Het is niet nodig dat er een permanente spanning staat tussen twee elektroden. Het is voldoende dat er even een spanning is die ervoor zorgt dat de vissen tussen de elektroden opspringen. Het gemiddeld elektrisch vermogen is dan veel kleiner dan wanneer er voortdurend spanning staat. Vervolgens wordt een puls gegeven over het volgende tweetal elektroden om de vissen op het naastliggende stuk van de bodem te vangen.

h) Een schol bevindt zich op de bodem (zie figuur 5). Maak een beredeneerde schatting van het potentiaalverschil tussen kop en staart.

Het potentiaalverschil tussen de beide elektroden is 50 V. Op de grens van bodem en water is het veld homogeen, want de veldlijnen lopen evenwijdig. Het potentiaalverschil tussen kop en staart is dus [(lengte vis)/(afstand elektroden)] ∙ 50 = 1/4 ∙ 50 = 13 V.

De NRC van 16 januari 2018 schrijft over de voor- en nadelen van deze vorm van vissen: “Volgens de voorstanders, zoals de Nederlandse overheid, is pulsvisserij, naast brandstofbesparend, ook beter voor de zeebodem dan vissen met een boomkor. (…) Nederlandse milieuorganisaties zoals Greenpeace en de Stichting De Noordzee denken dat pulsvissen daarom „mogelijk” een waardevolle rol kan spelen in de transitie naar een duurzamere manier van vissen in de Noordzee. (…) De Franse organisatie Bloom spreekt van vissenelektrocutie en citeert Franse vissers die zeggen dat ze lege zeeën aantreffen als Nederlandse schepen voorbij zijn getrokken.”

i) Geef een reden waarom pulsvisserij brandstofbesparend is.

Doordat het net boven de bodem blijft en de grond niet omwoelt is de wrijving veel kleiner. Er is minder kracht nodig om het net voort te slepen. Er wordt dus minder arbeid verricht. Het brandstofgebruik van de kotter zal dus lager zijn. (Het energieverbruik voor de elektrische pulsen is hierbij verwaarloosbaar.)

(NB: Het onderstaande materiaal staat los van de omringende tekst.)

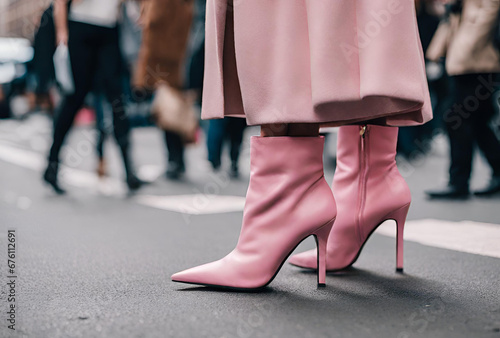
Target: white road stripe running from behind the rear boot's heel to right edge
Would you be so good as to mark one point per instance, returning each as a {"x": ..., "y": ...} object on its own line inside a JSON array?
[{"x": 466, "y": 236}]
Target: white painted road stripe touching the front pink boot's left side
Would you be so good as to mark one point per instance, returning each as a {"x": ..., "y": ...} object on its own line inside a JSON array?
[{"x": 198, "y": 204}]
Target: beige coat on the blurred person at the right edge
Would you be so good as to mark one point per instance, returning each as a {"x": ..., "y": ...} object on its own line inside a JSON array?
[{"x": 467, "y": 39}]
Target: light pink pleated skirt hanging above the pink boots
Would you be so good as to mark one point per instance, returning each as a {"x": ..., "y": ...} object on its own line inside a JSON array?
[{"x": 315, "y": 61}]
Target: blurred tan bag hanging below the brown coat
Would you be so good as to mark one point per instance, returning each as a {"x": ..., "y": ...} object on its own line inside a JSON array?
[{"x": 173, "y": 110}]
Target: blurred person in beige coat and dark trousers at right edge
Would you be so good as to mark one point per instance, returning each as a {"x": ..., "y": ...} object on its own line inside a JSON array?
[{"x": 466, "y": 39}]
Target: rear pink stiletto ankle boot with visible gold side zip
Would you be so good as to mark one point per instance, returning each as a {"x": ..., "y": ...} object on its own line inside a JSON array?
[{"x": 369, "y": 190}]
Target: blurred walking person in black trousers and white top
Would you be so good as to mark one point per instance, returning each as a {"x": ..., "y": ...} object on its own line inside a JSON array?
[{"x": 89, "y": 29}]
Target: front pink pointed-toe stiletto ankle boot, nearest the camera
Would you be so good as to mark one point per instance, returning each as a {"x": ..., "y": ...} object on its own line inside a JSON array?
[{"x": 288, "y": 200}]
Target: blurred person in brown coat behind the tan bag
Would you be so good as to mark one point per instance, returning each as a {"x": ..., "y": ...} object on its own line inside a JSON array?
[{"x": 166, "y": 26}]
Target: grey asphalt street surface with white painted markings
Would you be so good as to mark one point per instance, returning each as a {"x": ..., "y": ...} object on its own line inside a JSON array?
[{"x": 97, "y": 262}]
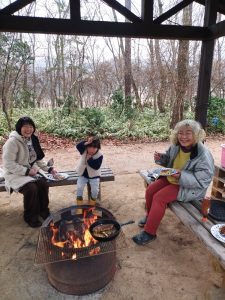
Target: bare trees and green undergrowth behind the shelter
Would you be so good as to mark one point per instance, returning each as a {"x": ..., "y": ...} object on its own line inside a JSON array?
[{"x": 114, "y": 87}]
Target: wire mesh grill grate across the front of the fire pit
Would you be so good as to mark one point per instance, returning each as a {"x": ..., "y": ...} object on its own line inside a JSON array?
[{"x": 48, "y": 253}]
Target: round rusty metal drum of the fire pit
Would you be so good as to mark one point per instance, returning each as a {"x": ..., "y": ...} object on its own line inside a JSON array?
[{"x": 85, "y": 275}]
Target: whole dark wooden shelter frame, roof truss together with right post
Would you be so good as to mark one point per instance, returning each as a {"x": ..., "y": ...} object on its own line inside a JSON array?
[{"x": 144, "y": 26}]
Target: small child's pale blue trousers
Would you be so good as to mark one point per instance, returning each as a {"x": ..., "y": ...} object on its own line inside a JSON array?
[{"x": 94, "y": 183}]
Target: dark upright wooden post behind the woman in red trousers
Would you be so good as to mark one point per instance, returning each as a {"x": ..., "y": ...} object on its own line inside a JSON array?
[{"x": 205, "y": 66}]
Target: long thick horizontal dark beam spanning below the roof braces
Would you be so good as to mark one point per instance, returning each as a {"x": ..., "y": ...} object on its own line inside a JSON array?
[{"x": 100, "y": 28}]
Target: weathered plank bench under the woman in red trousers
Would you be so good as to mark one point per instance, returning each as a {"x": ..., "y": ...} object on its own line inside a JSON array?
[{"x": 190, "y": 215}]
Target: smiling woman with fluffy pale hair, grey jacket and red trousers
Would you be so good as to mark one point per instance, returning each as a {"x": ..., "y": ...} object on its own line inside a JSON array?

j) Waarom is pulsvisserij beter voor de zeebodem dan de traditionele methode?

Bij het omwoelen van de zeebodem wordt alles beschadigd wat daarop groeit. Het slepen maakt van de zeebodem een woestenij.

k) Hoe kijk je er tegenaan dat de Nederlandse en de Franse milieuorganisaties een verschillend standpunt innemen?

Je zou als volgt kunnen antwoorden. Vanuit Frans standpunt hebben de Nederlandse milieuorganisaties zich laten inpakken door de Nederlandse visserijbelangen. Vanuit Nederlands standpunt kun je het omgekeerde beweren. Om het eens te worden over welke vorm van visserij het beste bijdraagt aan de doelstelling van duurzaamheid, is onafhankelijk verder onderzoek nodig.